ROBO Global Healthcare Technology and Innovation ETF (HTEC) is the most concentrated bet among these AI ETFs. HTEC “provides global exposure to companies leading the healthcare technology revolution, across diagnostics, robotics, genomics, precision and regenerative medicine, lab automation, instruments, data analytics and telehealth.”
This is a new ETF that has not yet drawn in significant assets ($29 million). HTEC covers the range of healthcare AI applications from robotics to the machine learning search for better diagnostic outcomes. If AI is the future for healthcare innovations, HTEC covers all aspects.
AI infrastructure ETF
The third ROBO Global fund is the ROBO Global Artificial Intelligence ETF (THNQ).
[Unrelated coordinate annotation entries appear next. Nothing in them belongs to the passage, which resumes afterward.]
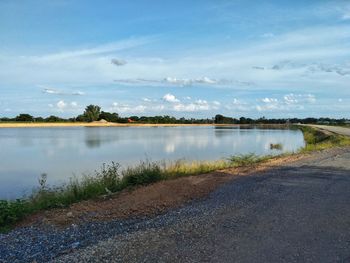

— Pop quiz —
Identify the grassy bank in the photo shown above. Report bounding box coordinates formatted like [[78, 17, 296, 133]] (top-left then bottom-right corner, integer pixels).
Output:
[[0, 154, 271, 231], [299, 126, 350, 152], [0, 126, 350, 231]]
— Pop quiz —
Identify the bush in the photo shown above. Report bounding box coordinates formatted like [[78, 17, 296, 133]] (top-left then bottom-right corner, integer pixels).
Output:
[[122, 161, 163, 186]]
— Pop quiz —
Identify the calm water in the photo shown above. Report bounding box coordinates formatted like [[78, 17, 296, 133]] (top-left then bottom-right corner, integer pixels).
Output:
[[0, 126, 304, 198]]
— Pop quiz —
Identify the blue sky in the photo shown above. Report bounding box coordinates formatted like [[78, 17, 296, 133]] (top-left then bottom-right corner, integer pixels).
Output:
[[0, 0, 350, 118]]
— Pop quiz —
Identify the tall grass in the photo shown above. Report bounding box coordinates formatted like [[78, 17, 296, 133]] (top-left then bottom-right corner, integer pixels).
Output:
[[300, 126, 350, 152], [0, 154, 270, 231]]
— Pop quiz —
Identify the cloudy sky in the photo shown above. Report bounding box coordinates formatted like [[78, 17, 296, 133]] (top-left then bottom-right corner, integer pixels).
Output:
[[0, 0, 350, 118]]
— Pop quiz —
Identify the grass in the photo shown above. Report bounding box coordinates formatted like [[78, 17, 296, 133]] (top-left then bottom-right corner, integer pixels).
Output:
[[300, 126, 350, 152], [270, 143, 283, 150], [0, 154, 271, 232], [0, 126, 350, 231]]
THNQ invests in “companies developing the technology and infrastructure enabling AI, such as computing, data and cloud-services, as well as companies that apply AI in various verticals, from business processes to e-commerce and healthcare.”
This fund opened in May and is closer to the consumer applications of AI than any of the other funds. Included in the top 10 holdings are Amazon, Square, Tesla, Spotify and Tencent Holdings. These companies illustrate the vertical range from AI infrastructure to automation development to consumer products.
The range of ETFs available allows the investor to choose which aspect of AI to target. Place your bet on industrial robotics, information technology, healthcare innovation or consumer-driven applications.